The resolution, since it is designed to facilitate the
Israeli task of weakening Hezbollah until an international force takes over,
did not call for the immediate withdrawal of Israeli troops from Lebanese
territory and granted Israel
the right to continue with defensive
military operations. In other words, the UN legitimised and backed Israel's aggression, since right from the
beginning, as is clearly stated in the second paragraph of the draft, that is
what Israel
has been doing:
"Expressing its utmost concern at the continuing escalation of hostilities
in Lebanon and in Israel since Hizbollah's attack on Israel on 12
July 2006, which has already caused hundreds of deaths and injuries on both
sides, extensive damage to civilian infrastructure and hundreds of thousands of
internally displaced persons."
The
situation is such that the Arab League had to send out a delegation to New York to try to
arrange a less humiliating wording for the resolution. They are under immense
pressure at home. The people of the Middle East,
disgusted at the brutality and dimensions of the Israeli butchery, are
demanding their governments step in and bring the war to a halt.
So
far, the Arab ruling elites could hide behind a cold-blooded diplomatic game,
leaving the leading roles to those imperialist powers with some influence in
the region. However, the publication of the agreed draft has obliged them to
take action.
One
of the Israeli government's main goals is the drastic reduction, possibly the
elimination, of Hezbollah's guerillas capabilities to operate in the bordering
area of northern Israel.
The
Israeli government knows that to do so it would have to occupy the country and
conduct a ruthless war of occupation. As they already know by experience, such
a war is long, costly, demoralising and, ultimately, unwinnable.
So
by creating a humanitarian, diplomatic and political crisis in the area they
are hoping an international 'peace' force will do the job for them.
Such
an international force, to police and disarm Hezbollah, would have to deploy,
at least 15,000 soldiers. And, as Israeli Primer Minister, Mr Olmert, stated
last week, will have to be "made up of armies and not of retirees: of
real soldiers and not pensioners who have come to spend leisurely months in
southern Lebanon, but rather an army with combat units".
The
question now posed is, will French society, whose armies would form the bulk of
the occupying forces, be ready to pay the price that a war of occupation would
require? What will happen in France
once coffins wrapped in a French flag start arriving back to the Metropolis and
more and more resources are diverted to the war effort? Would the French
workers and youth, who have waged wave upon wave of protests and strikes,
marched and even rioted, over the past few years, be willing to accept this?
The
latest war over Lebanon
has a logic of its own. It has already sent shock wanes throughout the region.

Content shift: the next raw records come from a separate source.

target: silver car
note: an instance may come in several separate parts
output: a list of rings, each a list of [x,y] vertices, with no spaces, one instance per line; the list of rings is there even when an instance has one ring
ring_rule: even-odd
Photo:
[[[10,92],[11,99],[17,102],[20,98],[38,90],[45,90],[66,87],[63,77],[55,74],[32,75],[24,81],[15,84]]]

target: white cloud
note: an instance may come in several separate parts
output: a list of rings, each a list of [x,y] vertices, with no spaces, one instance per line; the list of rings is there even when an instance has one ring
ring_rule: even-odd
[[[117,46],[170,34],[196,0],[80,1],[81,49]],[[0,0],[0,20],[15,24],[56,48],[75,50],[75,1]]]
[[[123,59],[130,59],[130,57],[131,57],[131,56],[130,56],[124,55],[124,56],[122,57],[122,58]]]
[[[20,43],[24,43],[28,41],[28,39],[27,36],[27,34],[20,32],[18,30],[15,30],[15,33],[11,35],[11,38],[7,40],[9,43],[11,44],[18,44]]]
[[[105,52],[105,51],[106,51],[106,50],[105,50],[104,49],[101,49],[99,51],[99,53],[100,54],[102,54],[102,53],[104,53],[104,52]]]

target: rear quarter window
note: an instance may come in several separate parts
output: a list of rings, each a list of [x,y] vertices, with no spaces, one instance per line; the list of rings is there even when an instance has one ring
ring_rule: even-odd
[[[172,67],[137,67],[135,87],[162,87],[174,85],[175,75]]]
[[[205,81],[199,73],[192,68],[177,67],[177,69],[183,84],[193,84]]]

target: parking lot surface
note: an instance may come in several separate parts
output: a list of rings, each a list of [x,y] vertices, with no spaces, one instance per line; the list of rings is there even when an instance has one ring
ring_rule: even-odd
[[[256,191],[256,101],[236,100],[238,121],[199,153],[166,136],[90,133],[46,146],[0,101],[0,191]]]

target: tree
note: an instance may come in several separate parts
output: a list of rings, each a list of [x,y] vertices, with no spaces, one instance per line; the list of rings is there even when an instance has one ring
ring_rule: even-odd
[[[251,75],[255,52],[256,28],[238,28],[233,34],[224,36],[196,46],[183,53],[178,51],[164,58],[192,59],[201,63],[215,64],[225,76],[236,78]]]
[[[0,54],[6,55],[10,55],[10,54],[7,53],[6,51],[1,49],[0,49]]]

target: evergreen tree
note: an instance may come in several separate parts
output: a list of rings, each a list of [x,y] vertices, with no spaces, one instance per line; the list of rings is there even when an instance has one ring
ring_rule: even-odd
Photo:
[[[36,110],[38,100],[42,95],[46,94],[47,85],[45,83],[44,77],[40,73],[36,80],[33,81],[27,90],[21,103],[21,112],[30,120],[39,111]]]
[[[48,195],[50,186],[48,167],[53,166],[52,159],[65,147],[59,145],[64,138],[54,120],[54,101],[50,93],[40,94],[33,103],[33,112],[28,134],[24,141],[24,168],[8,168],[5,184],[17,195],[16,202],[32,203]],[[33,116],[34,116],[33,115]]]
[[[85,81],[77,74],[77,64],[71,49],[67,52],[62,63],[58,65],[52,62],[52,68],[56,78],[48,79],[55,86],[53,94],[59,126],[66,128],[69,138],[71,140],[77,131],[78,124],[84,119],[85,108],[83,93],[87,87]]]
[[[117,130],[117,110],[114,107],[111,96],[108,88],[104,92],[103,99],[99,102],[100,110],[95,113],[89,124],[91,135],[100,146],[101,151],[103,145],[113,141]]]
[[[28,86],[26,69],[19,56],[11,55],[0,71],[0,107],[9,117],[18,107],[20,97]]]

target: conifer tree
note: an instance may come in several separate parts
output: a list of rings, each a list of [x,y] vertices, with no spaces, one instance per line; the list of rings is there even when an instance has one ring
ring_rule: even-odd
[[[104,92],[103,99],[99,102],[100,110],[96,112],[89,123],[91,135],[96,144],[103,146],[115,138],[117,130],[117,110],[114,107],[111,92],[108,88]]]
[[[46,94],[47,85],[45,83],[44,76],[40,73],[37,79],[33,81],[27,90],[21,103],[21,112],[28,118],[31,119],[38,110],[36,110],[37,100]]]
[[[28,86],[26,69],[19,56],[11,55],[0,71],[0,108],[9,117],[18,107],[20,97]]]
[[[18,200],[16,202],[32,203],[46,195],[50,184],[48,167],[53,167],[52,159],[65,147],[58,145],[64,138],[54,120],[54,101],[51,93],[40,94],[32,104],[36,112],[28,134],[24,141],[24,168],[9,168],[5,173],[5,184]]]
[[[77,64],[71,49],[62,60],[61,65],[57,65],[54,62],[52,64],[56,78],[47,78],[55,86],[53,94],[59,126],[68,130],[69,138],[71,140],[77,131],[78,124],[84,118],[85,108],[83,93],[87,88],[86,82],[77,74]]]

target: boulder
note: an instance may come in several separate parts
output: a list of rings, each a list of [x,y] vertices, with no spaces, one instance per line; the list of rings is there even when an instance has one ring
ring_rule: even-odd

Initially the British and American imperialist bloc seemed to believe it would
assist their push to reshape the Middle East.
Instead what we have is yet another element of instability and turmoil. For the
masses as Lenin predicted ‘capitalism is horror without end.'
To
any reasonable human being the idea of America
and Britain attacking Iran might sound fanciful, especially given the
condition in which their armies find themselves in Iraq
and Afghanistan.
However, millions of people around the world are today wondering if those who
are capable of the brutality we have seen so far could indeed launch such a new
attack, if not on the ground then perhaps from the air.
To
bring in an old colonial power with imperialist interests in the area to disarm
Hezbollah and to claim that will bring stability to the zone is, certainly, the
most nonsensical statement one could have heard or read in recent times, and
the media is plagued with such nonsense.
Is
there no hope for the people of the Middle East?
There
is indeed hope, but it is not to be found in the reactionary fantasies of the
bourgeois media. The hopes of the Middle East
peoples, as well as the hopes of the European and American youth in uniform,
lie alongside the hopes of the workers, peasants and oppressed around the
world. That is, in the struggle for socialism. Neither the imperialist powers
of the world nor the reactionary ruling elites of the region have any solution
to offer. The future they are preparing is an endless cycle of bloodshed,
carnage and destruction. Such despair is the only future capitalism can offer
the masses of the Middle East. Their ‘road
maps' are all detours over a cliff, the only route to hope lies in the struggle
for a socialist federation of the entire region.